The Week In Review
8/1/14The stock market began the last week of July on a quiet note with the S&P 500 ending less than a point above its flat line. Like the benchmark index, the Dow Jones Industrial Average (+0.1%) also posted a slim gain, while the Russell 2000 (-0.5%) and Nasdaq Composite (-0.1%) lagged throughout the session. The major averages were awakened from their weekend slumber with an opening retreat that pressured the S&P 500 below its 20-day moving average (1975). Even though the index dipped early, only two sectors-consumer staples (-0.5%) and industrials (-0.5%)-displayed noteworthy weakness that persisted into the close.
On Tuesday, equities ended on a lower note after generally upbeat earnings took the back seat to geopolitical concerns. The S&P 500 (-0.5%) and Nasdaq Composite (-0.1%) settled on their lows, while the Russell 2000 (+0.3%) displayed relative strength. Once again, market participants were focused on quarterly reports in the early going, but geopolitical worries overshadowed the impact of mostly better than expected earnings.
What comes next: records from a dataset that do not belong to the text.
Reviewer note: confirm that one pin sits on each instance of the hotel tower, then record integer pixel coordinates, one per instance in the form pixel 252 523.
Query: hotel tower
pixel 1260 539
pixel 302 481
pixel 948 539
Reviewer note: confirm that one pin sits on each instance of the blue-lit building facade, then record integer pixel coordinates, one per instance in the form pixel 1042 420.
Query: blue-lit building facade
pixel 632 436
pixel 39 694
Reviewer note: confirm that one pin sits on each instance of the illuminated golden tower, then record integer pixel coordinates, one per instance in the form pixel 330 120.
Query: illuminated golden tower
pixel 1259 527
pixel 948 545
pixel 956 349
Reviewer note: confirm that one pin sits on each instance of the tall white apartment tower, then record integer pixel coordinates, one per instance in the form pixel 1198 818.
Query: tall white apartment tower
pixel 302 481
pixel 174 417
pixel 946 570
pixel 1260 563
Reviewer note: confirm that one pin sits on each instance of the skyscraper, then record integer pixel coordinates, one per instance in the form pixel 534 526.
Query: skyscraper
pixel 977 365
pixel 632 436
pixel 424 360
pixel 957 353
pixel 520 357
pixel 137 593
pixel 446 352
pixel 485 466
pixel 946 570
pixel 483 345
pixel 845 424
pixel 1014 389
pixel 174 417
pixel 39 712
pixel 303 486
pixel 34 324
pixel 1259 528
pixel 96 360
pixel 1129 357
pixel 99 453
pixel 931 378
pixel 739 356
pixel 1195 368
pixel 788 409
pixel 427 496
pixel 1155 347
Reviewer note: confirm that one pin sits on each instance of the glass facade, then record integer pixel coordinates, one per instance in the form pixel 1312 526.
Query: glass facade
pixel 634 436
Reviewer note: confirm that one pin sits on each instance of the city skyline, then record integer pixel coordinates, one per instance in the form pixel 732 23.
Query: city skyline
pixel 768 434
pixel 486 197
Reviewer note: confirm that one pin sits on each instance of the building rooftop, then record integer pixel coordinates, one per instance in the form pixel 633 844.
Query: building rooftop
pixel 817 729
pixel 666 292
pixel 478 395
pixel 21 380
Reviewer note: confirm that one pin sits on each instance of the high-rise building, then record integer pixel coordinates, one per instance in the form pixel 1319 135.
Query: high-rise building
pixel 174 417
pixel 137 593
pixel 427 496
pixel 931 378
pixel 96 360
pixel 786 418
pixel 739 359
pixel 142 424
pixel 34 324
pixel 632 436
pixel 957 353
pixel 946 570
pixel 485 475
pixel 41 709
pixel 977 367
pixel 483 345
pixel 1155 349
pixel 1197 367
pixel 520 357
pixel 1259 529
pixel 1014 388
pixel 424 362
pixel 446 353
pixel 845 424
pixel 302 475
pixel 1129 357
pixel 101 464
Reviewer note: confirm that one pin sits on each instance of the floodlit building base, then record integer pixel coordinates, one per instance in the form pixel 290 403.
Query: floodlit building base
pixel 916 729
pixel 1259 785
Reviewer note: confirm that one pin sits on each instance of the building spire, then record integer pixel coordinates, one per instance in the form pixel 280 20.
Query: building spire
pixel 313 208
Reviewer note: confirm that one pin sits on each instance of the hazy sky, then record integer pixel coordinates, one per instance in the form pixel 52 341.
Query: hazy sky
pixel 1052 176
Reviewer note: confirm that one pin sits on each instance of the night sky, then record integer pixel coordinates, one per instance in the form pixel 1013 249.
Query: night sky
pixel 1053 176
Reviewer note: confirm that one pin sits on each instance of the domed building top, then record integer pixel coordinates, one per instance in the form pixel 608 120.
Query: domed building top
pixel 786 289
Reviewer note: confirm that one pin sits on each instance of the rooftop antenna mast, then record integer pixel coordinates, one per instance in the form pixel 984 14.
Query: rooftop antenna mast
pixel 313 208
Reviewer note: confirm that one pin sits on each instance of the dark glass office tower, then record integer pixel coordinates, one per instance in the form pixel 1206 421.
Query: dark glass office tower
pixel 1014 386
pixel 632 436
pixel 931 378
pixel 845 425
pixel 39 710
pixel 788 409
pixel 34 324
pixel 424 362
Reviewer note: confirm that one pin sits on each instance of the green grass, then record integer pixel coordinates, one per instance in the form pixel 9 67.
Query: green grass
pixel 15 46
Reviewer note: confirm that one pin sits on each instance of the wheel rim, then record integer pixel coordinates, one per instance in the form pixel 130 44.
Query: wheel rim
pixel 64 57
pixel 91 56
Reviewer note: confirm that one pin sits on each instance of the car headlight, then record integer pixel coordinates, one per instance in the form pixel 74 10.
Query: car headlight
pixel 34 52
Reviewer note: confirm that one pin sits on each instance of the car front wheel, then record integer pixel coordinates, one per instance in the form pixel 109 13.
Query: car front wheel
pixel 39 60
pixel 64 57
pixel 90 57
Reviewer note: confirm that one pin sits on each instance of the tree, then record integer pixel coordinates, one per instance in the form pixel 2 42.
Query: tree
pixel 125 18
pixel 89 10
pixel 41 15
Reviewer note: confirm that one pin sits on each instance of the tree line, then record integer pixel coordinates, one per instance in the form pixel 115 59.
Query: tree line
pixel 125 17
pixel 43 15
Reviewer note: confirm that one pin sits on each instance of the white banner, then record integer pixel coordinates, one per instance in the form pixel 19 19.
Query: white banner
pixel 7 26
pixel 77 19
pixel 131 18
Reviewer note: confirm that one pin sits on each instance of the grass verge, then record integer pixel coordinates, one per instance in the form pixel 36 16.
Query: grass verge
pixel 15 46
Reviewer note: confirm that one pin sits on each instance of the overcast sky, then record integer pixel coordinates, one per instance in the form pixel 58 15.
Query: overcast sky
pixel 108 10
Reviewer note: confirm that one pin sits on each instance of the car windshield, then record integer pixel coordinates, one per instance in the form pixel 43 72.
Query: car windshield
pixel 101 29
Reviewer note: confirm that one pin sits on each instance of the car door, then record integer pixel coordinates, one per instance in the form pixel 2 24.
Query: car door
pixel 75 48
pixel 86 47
Specifically, equities retreated after it was reported that European EU officials have prepared the new set of sanctions against Russia. The imposition of new sanctions may pique concerns about a boomerang effect on the global economy, and Europe in particular, but it is worth noting that the Russian ruble and Market Vectors Russia ETF (RSX) strengthened in reaction to the news. The reports of forthcoming sanctions were followed by afternoon headlines from Washington indicating the Treasury Department has added VTB, the Bank of Moscow, and Russian Agriculture Bank to the sanction list. After the news crossed the wires, the RSX and the ruble dropped to fresh lows, as did the S&P 500.
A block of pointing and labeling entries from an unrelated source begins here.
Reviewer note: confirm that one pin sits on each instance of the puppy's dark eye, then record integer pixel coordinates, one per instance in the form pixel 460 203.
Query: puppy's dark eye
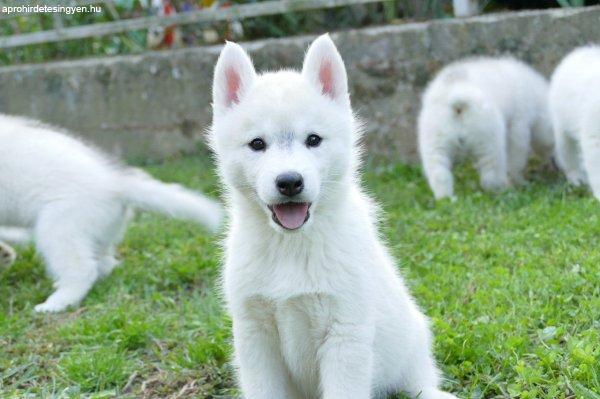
pixel 313 140
pixel 258 144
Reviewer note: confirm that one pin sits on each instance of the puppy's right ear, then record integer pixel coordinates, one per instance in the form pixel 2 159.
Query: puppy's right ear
pixel 234 74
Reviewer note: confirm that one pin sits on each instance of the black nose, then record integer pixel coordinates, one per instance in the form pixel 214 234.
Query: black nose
pixel 290 183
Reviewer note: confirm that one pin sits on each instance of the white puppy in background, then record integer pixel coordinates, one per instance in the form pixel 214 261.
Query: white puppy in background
pixel 492 109
pixel 75 201
pixel 575 108
pixel 318 307
pixel 7 255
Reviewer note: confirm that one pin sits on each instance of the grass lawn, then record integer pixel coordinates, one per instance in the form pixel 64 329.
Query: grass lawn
pixel 511 282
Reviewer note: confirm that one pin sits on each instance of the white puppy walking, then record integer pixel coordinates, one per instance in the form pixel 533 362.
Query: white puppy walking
pixel 318 307
pixel 75 201
pixel 492 109
pixel 575 108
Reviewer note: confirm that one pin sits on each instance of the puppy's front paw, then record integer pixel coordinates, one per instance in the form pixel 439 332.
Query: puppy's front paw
pixel 7 255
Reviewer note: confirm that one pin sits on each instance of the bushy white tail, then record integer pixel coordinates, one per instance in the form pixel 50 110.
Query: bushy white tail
pixel 144 192
pixel 15 235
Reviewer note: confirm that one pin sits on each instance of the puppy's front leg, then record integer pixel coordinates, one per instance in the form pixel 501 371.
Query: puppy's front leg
pixel 346 361
pixel 262 372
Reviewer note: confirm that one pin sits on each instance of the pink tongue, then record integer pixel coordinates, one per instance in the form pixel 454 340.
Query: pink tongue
pixel 291 215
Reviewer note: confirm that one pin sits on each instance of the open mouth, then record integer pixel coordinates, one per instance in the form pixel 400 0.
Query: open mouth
pixel 290 215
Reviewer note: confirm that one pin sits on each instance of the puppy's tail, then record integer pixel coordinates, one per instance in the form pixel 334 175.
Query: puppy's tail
pixel 15 235
pixel 142 191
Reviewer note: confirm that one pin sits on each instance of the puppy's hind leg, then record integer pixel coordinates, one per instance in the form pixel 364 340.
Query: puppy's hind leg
pixel 490 156
pixel 7 255
pixel 568 156
pixel 518 148
pixel 437 166
pixel 68 250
On Wednesday, the market finished on a mixed note with small caps displaying relative strength. The Nasdaq Composite (+0.5%) and Russell 2000 (+0.4%) registered modest gains, while the Dow Jones Industrial Average (-0.2%) and S&P 500 (+0.01%) underperformed. Despite the mixed finish, the key indices traded higher across the board at the start of the session after the advance reading of second quarter GDP surpassed estimates (4.0% versus Briefing.com consensus 3.2%). However, the early strength was short-lived with the S&P 500 sliding into red during the opening 90 minutes of action. One could argue that the inability to rally on a strong data point and better than expected earnings resulted from concerns about a potential fed funds rate hike taking place sooner than expected. To that point, Treasuries spent the session in a steady retreat and finished near their lows. The 10-yr note fell 26 ticks, sending its yield higher by nine basis points to 2.55%.
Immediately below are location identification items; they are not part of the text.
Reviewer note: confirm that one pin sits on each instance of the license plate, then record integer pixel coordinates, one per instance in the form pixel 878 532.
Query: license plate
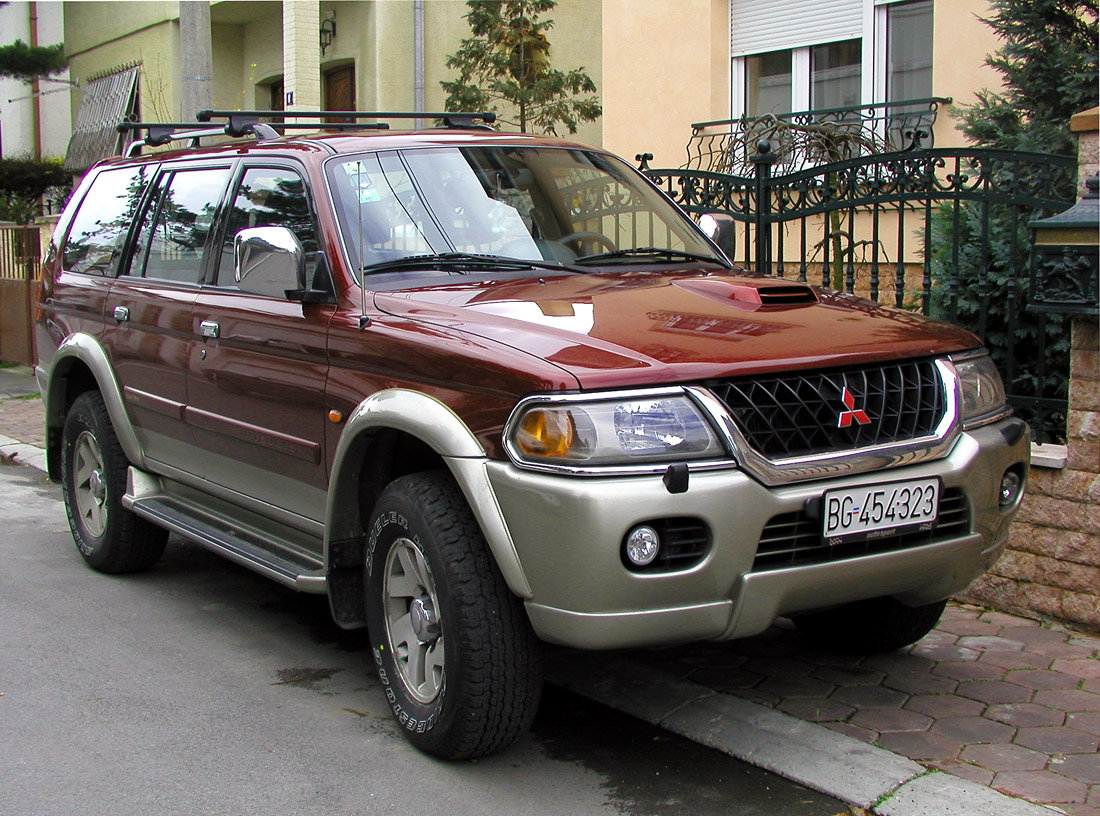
pixel 880 510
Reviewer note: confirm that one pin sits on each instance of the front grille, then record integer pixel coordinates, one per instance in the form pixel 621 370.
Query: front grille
pixel 795 538
pixel 799 414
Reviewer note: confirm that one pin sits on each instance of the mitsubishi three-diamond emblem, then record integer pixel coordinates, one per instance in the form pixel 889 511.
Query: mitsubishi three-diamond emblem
pixel 853 414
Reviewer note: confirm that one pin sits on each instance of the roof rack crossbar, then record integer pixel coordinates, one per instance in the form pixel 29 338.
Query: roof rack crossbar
pixel 451 119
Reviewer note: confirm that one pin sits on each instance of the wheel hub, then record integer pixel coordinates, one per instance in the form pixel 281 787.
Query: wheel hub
pixel 425 620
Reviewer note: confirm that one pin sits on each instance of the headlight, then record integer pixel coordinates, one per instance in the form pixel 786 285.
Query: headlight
pixel 611 431
pixel 982 390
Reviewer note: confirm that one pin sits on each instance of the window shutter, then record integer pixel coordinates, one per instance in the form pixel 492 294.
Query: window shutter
pixel 761 25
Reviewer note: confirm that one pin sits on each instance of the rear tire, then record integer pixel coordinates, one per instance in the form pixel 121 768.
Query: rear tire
pixel 454 651
pixel 110 538
pixel 865 627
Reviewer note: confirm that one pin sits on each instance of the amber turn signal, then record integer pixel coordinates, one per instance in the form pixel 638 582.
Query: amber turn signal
pixel 546 432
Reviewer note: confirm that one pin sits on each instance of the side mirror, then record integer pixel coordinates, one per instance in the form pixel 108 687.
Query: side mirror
pixel 722 229
pixel 268 261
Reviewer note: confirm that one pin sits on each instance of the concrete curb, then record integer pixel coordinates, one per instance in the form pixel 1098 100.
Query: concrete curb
pixel 850 770
pixel 22 453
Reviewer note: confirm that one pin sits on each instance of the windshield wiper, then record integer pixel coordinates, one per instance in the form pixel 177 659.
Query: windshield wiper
pixel 657 253
pixel 464 261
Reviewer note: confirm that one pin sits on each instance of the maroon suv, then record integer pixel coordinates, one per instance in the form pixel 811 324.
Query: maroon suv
pixel 483 389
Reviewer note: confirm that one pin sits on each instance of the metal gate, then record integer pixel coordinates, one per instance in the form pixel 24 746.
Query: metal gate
pixel 19 274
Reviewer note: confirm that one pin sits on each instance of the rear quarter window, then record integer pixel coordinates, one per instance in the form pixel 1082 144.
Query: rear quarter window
pixel 100 225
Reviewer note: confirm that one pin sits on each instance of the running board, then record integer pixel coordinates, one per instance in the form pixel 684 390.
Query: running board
pixel 243 544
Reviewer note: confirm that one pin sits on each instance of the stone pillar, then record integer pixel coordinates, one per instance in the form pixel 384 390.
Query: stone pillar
pixel 196 63
pixel 301 55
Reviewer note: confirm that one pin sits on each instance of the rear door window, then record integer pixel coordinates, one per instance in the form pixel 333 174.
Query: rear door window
pixel 175 232
pixel 100 227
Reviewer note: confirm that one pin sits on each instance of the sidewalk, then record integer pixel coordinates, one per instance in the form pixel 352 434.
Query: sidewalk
pixel 990 714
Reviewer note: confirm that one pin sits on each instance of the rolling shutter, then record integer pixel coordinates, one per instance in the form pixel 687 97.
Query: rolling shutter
pixel 761 25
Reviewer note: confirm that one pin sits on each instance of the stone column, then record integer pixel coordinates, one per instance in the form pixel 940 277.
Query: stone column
pixel 301 55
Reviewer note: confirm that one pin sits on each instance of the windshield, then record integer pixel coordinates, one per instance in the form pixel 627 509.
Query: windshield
pixel 537 204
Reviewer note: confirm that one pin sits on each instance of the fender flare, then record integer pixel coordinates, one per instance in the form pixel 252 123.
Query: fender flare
pixel 88 351
pixel 437 426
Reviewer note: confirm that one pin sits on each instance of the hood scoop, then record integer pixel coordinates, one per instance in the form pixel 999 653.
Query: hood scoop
pixel 751 296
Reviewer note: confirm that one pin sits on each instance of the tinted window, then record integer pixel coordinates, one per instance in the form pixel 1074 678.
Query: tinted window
pixel 267 197
pixel 177 223
pixel 101 223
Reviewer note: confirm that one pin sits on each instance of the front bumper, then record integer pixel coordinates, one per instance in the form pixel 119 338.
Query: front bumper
pixel 568 533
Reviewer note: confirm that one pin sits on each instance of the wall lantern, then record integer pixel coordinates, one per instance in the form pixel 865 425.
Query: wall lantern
pixel 328 31
pixel 1065 261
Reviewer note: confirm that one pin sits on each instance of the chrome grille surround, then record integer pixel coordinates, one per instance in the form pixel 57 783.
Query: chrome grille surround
pixel 934 444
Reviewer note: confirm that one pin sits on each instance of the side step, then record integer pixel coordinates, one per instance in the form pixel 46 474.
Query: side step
pixel 259 550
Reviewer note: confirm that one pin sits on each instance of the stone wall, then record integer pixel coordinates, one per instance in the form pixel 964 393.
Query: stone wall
pixel 1052 564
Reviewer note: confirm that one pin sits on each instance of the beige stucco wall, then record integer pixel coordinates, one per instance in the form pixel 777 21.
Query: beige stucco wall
pixel 666 65
pixel 959 44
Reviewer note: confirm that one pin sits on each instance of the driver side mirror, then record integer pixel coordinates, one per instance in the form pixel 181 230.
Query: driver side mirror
pixel 271 261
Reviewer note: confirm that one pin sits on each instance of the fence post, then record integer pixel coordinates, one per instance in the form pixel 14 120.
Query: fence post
pixel 762 161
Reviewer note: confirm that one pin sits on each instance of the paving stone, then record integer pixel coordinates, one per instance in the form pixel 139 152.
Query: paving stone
pixel 796 685
pixel 967 670
pixel 968 628
pixel 845 675
pixel 816 710
pixel 1069 699
pixel 1003 757
pixel 964 770
pixel 1041 786
pixel 1088 723
pixel 945 705
pixel 869 695
pixel 1016 660
pixel 851 730
pixel 920 683
pixel 991 643
pixel 890 719
pixel 994 691
pixel 1057 740
pixel 972 729
pixel 1079 668
pixel 945 651
pixel 1008 620
pixel 1025 715
pixel 723 680
pixel 1081 767
pixel 1040 679
pixel 921 746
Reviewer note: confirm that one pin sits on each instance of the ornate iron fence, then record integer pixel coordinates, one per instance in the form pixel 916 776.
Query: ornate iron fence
pixel 937 231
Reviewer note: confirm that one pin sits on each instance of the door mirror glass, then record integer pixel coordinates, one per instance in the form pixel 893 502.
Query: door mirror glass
pixel 268 261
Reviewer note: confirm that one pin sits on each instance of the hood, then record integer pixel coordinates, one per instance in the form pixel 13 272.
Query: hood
pixel 636 328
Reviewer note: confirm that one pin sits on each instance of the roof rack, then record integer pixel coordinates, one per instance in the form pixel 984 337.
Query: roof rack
pixel 246 122
pixel 450 119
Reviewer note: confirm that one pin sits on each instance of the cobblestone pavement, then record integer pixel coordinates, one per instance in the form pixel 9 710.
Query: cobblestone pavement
pixel 993 698
pixel 1001 701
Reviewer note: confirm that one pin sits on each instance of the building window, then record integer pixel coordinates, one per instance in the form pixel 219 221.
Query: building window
pixel 835 75
pixel 909 51
pixel 768 83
The stock market punctuated July with a broad-based retreat that sent the S&P 500 lower by 2.0% with all ten sectors ending in the red. The benchmark index posted a monthly decline of 1.5%. After upbeat earnings and economic news failed to spark a rally on Wednesday, Thursday's session invited a wave of profit taking. With the sentiment taking a turn for the worse, a batch of poor quarterly results from a handful of global players contributed to the slide. Samsung kicked things off overnight with below-consensus earnings that sent the stock lower by 3.7% in Seoul. Things did not get much better during the European session with Adidas and Deutsche Lufthansa posting respective earnings-driven losses of 15.4% and 6.4% in Frankfurt. The DAX Index, meanwhile, lost 1.9%.